El poder de cambiar y las neuronas


Definición: axón
El axón es la prolongación distal de la neurona.  Este se encuentra recubierto de mielina que es como el aislante de un cable. El  axón a su vez es como un cableado (un grupo de neuronas interconectadas) que dispara el estimulo ante determinado comportamiento  (en realidad responde a un emoción).   Otros disparadores que quizás no tengan que ver con el evento que originalmente desencadenó ese cableado (por ejemplo una maestra me ridiculizo de niña/o)  dispara ese cableado y la respuesta es alterada. Lo que se intenta hacer con distintas técnicas cognitivas o psicoterapéuticas hoy en día es desarrollar nuevos cableados,  algo así como una nueva red de neuronas para cambiar patrones de pensamientos disfuncionales. 

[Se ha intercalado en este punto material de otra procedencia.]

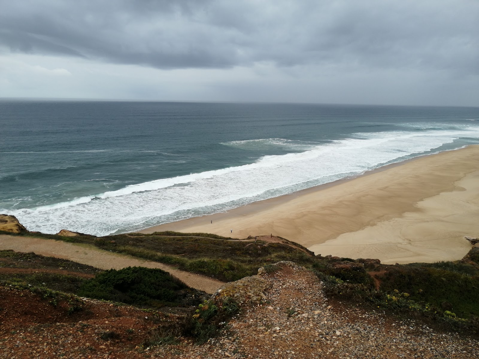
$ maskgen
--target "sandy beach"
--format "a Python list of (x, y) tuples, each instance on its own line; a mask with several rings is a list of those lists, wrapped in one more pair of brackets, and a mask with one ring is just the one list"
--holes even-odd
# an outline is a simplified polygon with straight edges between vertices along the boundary
[(273, 234), (317, 254), (385, 264), (459, 259), (470, 248), (464, 236), (479, 236), (479, 146), (140, 232), (164, 230)]

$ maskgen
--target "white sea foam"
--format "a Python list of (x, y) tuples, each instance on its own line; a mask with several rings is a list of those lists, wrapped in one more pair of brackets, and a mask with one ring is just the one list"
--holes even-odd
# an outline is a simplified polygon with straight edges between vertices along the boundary
[[(264, 156), (251, 164), (131, 185), (11, 213), (29, 229), (44, 233), (66, 228), (105, 235), (134, 230), (361, 174), (462, 137), (479, 138), (479, 127), (356, 134), (354, 138), (322, 144), (296, 141), (294, 146), (306, 146), (302, 152)], [(283, 139), (234, 142), (233, 146), (290, 144)]]

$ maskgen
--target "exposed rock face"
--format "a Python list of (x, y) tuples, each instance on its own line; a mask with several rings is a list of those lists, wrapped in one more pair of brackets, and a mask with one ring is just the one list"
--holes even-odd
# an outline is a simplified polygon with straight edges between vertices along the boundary
[(476, 267), (479, 267), (479, 243), (474, 245), (461, 261)]
[(469, 237), (468, 236), (465, 236), (464, 238), (469, 241), (471, 244), (474, 245), (477, 243), (479, 243), (479, 238), (474, 238), (473, 237)]
[(364, 264), (363, 263), (350, 262), (349, 260), (334, 262), (328, 264), (328, 267), (333, 272), (341, 272), (342, 270), (354, 270), (359, 272), (364, 270)]
[(27, 229), (18, 222), (15, 216), (8, 214), (0, 214), (0, 231), (20, 233), (26, 232)]
[[(64, 237), (76, 237), (77, 236), (88, 236), (88, 235), (86, 235), (84, 233), (80, 233), (79, 232), (72, 232), (67, 229), (62, 229), (57, 234), (57, 236), (63, 236)], [(110, 242), (112, 243), (114, 243), (114, 241), (113, 242), (110, 241)]]
[(258, 275), (245, 277), (234, 282), (229, 282), (220, 287), (213, 295), (215, 304), (221, 307), (228, 298), (231, 298), (240, 306), (258, 304), (266, 300), (264, 292), (271, 287), (271, 283), (262, 277), (268, 272), (289, 267), (292, 270), (302, 269), (293, 262), (283, 261), (271, 265), (268, 269), (262, 267), (258, 270)]
[(71, 231), (68, 231), (66, 229), (62, 229), (57, 234), (57, 236), (63, 236), (64, 237), (76, 237), (77, 236), (80, 236), (80, 233), (77, 233), (76, 232), (72, 232)]
[(356, 259), (356, 261), (358, 263), (363, 263), (366, 268), (374, 268), (381, 264), (381, 261), (379, 259), (372, 259), (369, 258), (366, 259), (358, 258)]

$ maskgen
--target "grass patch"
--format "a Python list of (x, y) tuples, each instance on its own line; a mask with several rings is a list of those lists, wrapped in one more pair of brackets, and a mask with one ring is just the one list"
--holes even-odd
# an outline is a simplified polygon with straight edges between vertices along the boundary
[(137, 305), (161, 307), (180, 302), (188, 287), (160, 269), (129, 267), (105, 270), (85, 281), (79, 295)]

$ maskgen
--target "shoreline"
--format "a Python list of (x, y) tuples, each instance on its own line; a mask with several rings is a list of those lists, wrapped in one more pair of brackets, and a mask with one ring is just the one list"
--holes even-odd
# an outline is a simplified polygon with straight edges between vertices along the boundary
[(479, 145), (471, 145), (138, 232), (272, 233), (317, 254), (394, 264), (460, 259), (470, 247), (463, 236), (479, 234), (478, 218)]

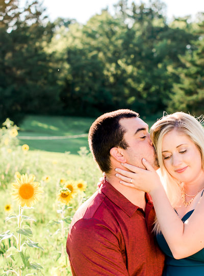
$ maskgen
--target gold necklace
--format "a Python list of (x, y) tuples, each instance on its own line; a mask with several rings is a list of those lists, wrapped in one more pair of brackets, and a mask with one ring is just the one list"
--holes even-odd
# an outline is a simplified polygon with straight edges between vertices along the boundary
[[(184, 183), (183, 184), (183, 187), (182, 189), (182, 199), (183, 200), (184, 202), (184, 207), (186, 208), (186, 207), (190, 205), (190, 204), (192, 203), (192, 202), (193, 200), (193, 199), (195, 198), (195, 196), (197, 195), (203, 189), (203, 188), (202, 187), (199, 191), (198, 191), (198, 192), (193, 195), (189, 195), (187, 193), (186, 193), (185, 190), (184, 190)], [(191, 199), (190, 199), (189, 201), (187, 202), (186, 200), (186, 195), (187, 196), (190, 196), (191, 197), (192, 197)]]

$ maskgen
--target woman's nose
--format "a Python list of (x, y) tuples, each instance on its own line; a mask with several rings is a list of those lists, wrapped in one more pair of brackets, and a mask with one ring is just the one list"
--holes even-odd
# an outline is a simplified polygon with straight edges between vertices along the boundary
[(174, 167), (178, 167), (182, 163), (181, 159), (177, 155), (172, 156), (171, 160), (172, 165)]

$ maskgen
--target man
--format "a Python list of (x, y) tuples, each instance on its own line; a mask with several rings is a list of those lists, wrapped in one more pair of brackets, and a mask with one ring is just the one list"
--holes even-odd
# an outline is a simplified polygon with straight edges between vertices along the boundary
[(115, 176), (123, 163), (144, 168), (143, 158), (156, 167), (147, 124), (129, 110), (106, 113), (91, 126), (89, 143), (106, 177), (71, 222), (67, 252), (73, 275), (161, 275), (164, 257), (151, 233), (152, 202)]

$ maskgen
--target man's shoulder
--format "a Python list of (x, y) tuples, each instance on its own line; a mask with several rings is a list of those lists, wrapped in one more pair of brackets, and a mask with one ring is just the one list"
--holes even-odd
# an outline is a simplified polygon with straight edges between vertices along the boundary
[[(95, 218), (99, 219), (100, 215), (97, 214), (100, 213), (100, 210), (104, 209), (106, 204), (106, 197), (102, 193), (98, 191), (94, 193), (89, 199), (86, 200), (78, 209), (73, 216), (70, 227), (71, 228), (75, 223), (80, 220), (85, 221), (85, 224), (88, 223), (90, 219)], [(94, 221), (94, 220), (93, 220)]]

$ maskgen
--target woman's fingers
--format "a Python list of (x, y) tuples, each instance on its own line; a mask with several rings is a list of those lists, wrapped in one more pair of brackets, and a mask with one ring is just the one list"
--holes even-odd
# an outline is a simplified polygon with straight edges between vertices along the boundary
[(127, 163), (124, 163), (124, 164), (121, 163), (121, 165), (123, 167), (127, 168), (127, 169), (128, 169), (129, 170), (131, 170), (131, 171), (133, 171), (136, 173), (142, 172), (142, 171), (144, 170), (144, 169), (139, 168), (138, 167), (136, 167), (135, 166), (133, 166), (133, 165), (128, 164)]
[(145, 158), (142, 158), (142, 164), (144, 165), (147, 170), (150, 170), (150, 171), (155, 171), (155, 169), (151, 165), (150, 163), (149, 163)]

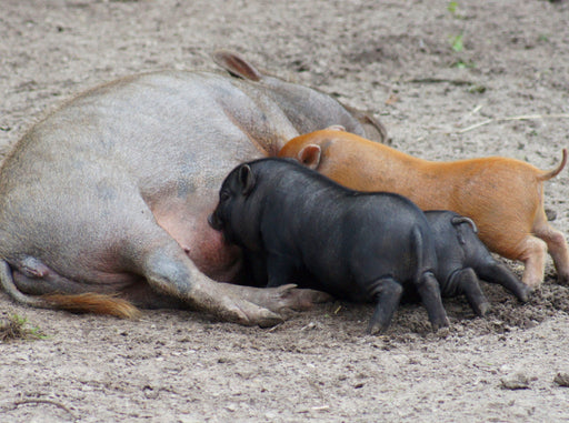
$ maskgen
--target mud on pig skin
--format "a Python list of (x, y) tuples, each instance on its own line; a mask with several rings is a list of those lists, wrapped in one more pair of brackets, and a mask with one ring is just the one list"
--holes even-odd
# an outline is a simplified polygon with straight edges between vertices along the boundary
[(279, 155), (355, 190), (397, 192), (422, 210), (471, 218), (490, 251), (525, 263), (522, 281), (531, 288), (543, 280), (549, 251), (559, 282), (569, 282), (567, 241), (543, 210), (543, 181), (563, 169), (567, 150), (551, 171), (500, 157), (433, 162), (356, 134), (323, 130), (289, 141)]
[(209, 222), (266, 269), (268, 286), (312, 281), (339, 299), (376, 302), (372, 333), (389, 326), (408, 288), (435, 329), (448, 325), (429, 223), (401, 195), (352, 191), (296, 161), (260, 159), (226, 178)]
[(14, 300), (119, 316), (134, 315), (132, 303), (192, 306), (271, 325), (322, 298), (214, 282), (234, 280), (241, 253), (207, 215), (229, 170), (284, 140), (338, 122), (378, 141), (385, 130), (234, 54), (214, 57), (233, 75), (127, 77), (79, 94), (16, 144), (0, 170), (0, 281)]
[(425, 215), (435, 235), (437, 271), (442, 296), (465, 294), (477, 315), (485, 315), (490, 304), (479, 279), (498, 283), (527, 302), (531, 289), (497, 261), (477, 236), (475, 222), (448, 210), (430, 210)]

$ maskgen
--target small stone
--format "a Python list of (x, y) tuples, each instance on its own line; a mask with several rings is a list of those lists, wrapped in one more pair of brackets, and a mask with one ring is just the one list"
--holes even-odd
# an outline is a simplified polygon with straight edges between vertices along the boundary
[(569, 387), (569, 373), (557, 373), (557, 376), (553, 379), (553, 382), (559, 386)]
[(523, 373), (516, 373), (511, 376), (502, 377), (502, 389), (505, 390), (527, 390), (529, 380)]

                                                                    
Por Alberto Ivern, filósofo


                                      
        
El cambio y las neuronas
Nuestras neuronas contienen información disponible para uno. Pero esa información aislada no tiene sentido.  Adquiere significado cuando se conecta con otra información o sea con otra neurona.  Esa conexión entre la información de una neurona con la de otra como definimos anteriormente se llamaaxón*”.  El axón, describiéndolo en forma simple, es un impulso eléctrico.  Lo importante es que una vez que se ha establecido un axón, es decir una conexión entre dos informaciones, ese axón se dispara automáticamente.  Por ejemplo, si yo tengo asociada la idea de “progresar” a la idea de “sacrificio,” cada vez que piense en progresar, automáticamente, voy a pensar también
en sacrificarme, pues tengo conectadas
esas dos informaciones, es como si una incluyera a la otra.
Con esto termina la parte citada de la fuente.